Tuesday May 1 6:45 PM ET
'King Hedley II' Mesmerizing
By MICHAEL KUCHWARA, AP Drama Critic
NEW YORK (AP) - Playwright August Wilson always has been a superb storyteller. A natural yarn-spinner with a poetic, often otherworldly bent and a talent for creating unforgettable characters. Those gifts don't
fail him in ``King Hedley II,'' his latest - and most operatic - play, now making mesmerizing music on Broadway after a yearlong tour of regional theaters.
Wilson's melody here is the mournful sound of what might have been, a blues-tinged tale about a driven, almost demonic man.

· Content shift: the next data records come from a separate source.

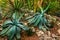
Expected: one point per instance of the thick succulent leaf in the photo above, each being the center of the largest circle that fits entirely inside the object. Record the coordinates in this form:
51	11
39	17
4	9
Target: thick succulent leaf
20	16
18	33
4	31
30	17
38	20
14	16
31	20
6	22
12	32
46	8
23	27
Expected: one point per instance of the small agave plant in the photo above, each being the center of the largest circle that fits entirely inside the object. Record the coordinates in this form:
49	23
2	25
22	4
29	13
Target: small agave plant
12	28
38	19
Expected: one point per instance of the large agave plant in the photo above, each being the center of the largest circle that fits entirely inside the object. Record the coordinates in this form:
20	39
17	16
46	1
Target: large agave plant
11	7
12	28
39	19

He's a petty thief named King who will stop at nothing for a better life. ``I set me
out a little circle and anything come inside my circle I say what happen and don't happen,'' proclaims King with a royal, godlike authority that the play's title implies.
King's circle of desperation can be found in the barren backyards of several crumbling Pittsburgh tenements, splendidly created by designer David Gallo in all their dusty decay on the stage of the Virginia
Theatre. It's the dilapidated arena where Hedley's life is tragically played out.

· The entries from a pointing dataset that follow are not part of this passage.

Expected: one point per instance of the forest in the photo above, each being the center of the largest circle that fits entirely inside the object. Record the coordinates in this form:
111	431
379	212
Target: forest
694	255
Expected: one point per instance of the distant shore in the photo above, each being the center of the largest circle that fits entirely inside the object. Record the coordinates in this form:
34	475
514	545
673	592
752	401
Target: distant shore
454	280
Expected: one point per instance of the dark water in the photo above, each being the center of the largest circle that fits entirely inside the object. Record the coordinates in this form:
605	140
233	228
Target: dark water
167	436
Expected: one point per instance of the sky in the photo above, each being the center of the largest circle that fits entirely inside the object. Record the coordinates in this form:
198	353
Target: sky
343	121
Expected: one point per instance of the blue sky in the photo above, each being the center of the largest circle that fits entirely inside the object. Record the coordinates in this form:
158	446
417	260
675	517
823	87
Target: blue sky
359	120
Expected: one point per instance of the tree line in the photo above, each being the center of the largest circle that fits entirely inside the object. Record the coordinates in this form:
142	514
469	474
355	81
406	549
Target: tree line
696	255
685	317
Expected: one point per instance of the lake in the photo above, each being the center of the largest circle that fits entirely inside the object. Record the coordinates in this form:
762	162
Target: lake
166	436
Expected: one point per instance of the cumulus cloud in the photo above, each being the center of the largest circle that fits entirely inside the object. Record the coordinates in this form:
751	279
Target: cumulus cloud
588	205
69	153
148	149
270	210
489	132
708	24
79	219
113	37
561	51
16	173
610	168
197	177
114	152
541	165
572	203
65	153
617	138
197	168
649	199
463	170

Right from the play's opening moments, there's a sense of doom. ``Everything done got broke up,'' says a demented prophet named Stool Pigeon, a garrulous neighbor who sees the truth in all the
craziness around him. ``Pieces flying everywhere. Look like it's gonna be broke up some more before it get whole again. If it ever do. Ain't no telling.''
That uncertainty threads its way through ``King Hedley II,'' the eighth play by Wilson in his mammoth, decade-by-decade look at the black experience in 20th-century America. This time, Wilson's drama,
which includes several of the characters from his earlier ``Seven Guitars,'' takes place in the mid-1980s. Ronald Reagan (news - web sites) is president. Drive-by shootings in poor neighborhoods are becoming common. And Aunt Esther, a
revered member of the black community, has died at what the other residents say is the age of 366.
``King Hedley II'' is a big play (its running time pushes three hours), filled with big emotions and big speeches. These aria-like monologues are rich in humor, heartbreak and the astonishing details that go
into creating real people.
The production has been somewhat rewritten, mostly recast and cut some 30 minutes since its premiere at Pittsburgh's Public Theater in December 1999. The drama is still a bit unwieldy, particularly in its final
moments, but Wilson has clarified and deepened the characters, and director Marion McClinton makes it all move with surprising grace.
King, played with messianic intensity by Brian Stokes Mitchell, is a con man who deals in stolen refrigerators and big dreams. He also did time for killing the man who slashed his face with a knife and left a scar
that is more than skin-deep.
Yet King sees a way out. With his good friend Mister (Monte Russell), the ex-convict plans to rob a jewelry store to get the money to open a video store.
The man also has to deal with two recalcitrant women in his life: his mother, Ruby, and his pregnant wife, Tonya, who is unsure she wants to keep the child. Tonya's concerns are articulated with a fierce
bitterness by Viola Davis, an actress of uncommon power and stage presence.
Ruby, portrayed by the lovely Leslie Uggams, abandoned her son years ago, along with her dreams of becoming a
club singer. Resentments have simmered and now she must not only confront him, but one of her old lovers as well, an unrepentant wheeler-dealer named Elmore.
Uggams brings an angry yet wistful sadness to Ruby, a woman of faded elegance who now knows what she never will have. It's also a pleasure to hear the performer sing again on a Broadway stage, even if it is only
a few bars of ``Red Sails in the Sunset.''
Elmore is the voice of opportunistic common sense in ``Hedley,'' a man who doesn't let anything stand in his way of getting what he wants. Naturally, he clashes with King. The exuberant Charles Brown
makes Elmore a sly charmer, a gambler whose earthy humor masks a murderous instinct that will be revealed before the end of the evening.
Despite the play's seriousness, humor abounds, particularly in the banter between Elmore and Mister and the wild blasphemies spouted by Stool Pigeon (the wonderful Stephen McKinley Henderson) about the Creator.
With his latest arrival on Broadway, Wilson has only the first and last decades of the 20th century to chronicle. From ``Ma Rainey's Black Bottom'' to ``Fences'' to ``Jitney'' and all the
rest, it's been quite a journey. ``King Hedley'' will only add to that towering achievement.